Notice three things in this output. First, Widget, Standard - which had a comma inside its CSV field - is correctly parsed as a single string because it was quoted. Second, Doohickey "Deluxe" - which used RFC 4180 double-quote escaping in the CSV - becomes a normal JSON string with escaped quotes. Third, the empty price field for row 4 becomes an empty string "", not null or undefined.

Want to validate the output? After copying your JSON, paste it into the FusionPDF JSON Formatter to pretty-print and validate it in one step. It'll catch any parsing anomalies before your code does.

Frequently Asked Questions

Is the CSV to JSON converter really free?

Yes, completely free with no usage limits. The tool runs entirely in your browser using JavaScript, so there's no server cost to pass on. No account, no sign-up, and no file size cap tied to a paywall. You can convert as many files as you want.

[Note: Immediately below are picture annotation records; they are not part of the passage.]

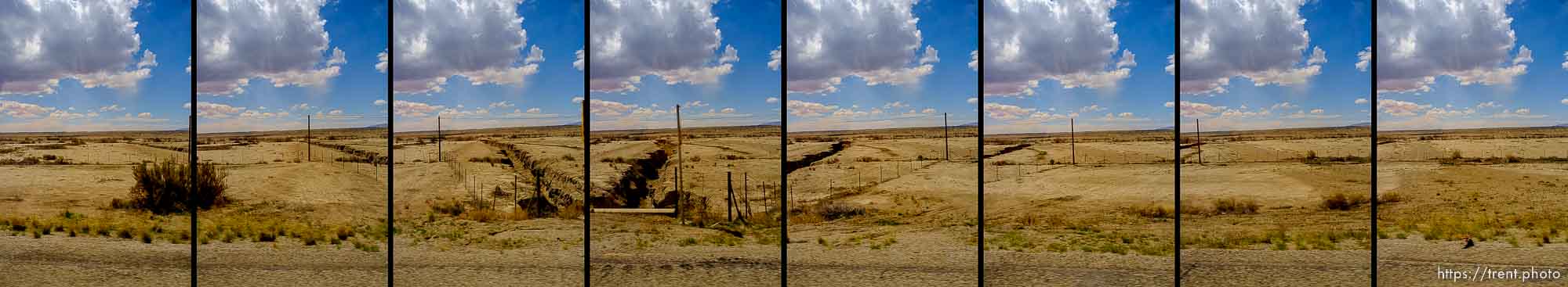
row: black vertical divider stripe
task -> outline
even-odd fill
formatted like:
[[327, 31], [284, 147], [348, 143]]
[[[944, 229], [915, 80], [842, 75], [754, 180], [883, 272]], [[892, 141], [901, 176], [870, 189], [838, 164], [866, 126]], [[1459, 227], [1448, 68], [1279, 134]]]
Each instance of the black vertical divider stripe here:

Does the tool upload my CSV file to a server?

No. The conversion runs entirely inside your browser. Your CSV data never leaves your device. You can verify this yourself: open your browser's network tab while converting and you'll see zero outbound requests. This makes it safe for files containing sensitive data like customer records or internal financial exports.

What delimiters does the CSV to JSON tool support?

The tool supports comma (standard CSV), semicolon (common in European locale exports from Excel or LibreOffice), and tab (TSV files). Select your delimiter before parsing. If your data uses a pipe or another character, a quick find-and-replace before pasting will work - replace | with , then parse as comma-delimited.

What happens to empty cells in my CSV?

Empty cells become empty strings in the JSON output by default. For example, a missing value in a city column becomes "city": "". If your pipeline needs null instead of an empty string, add a short post-processing step in your code to replace empty strings with null after import. This keeps the CSV parser generic and your type logic explicit.

Can I convert a large CSV file with 50,000 rows?

Yes. Because parsing happens in JavaScript directly in the browser, files with tens of thousands of rows convert in well under a second on any modern device. There's no server upload timeout to worry about. The practical limit is your device's available memory, which comfortably handles CSV files of several megabytes - enough for most real-world exports.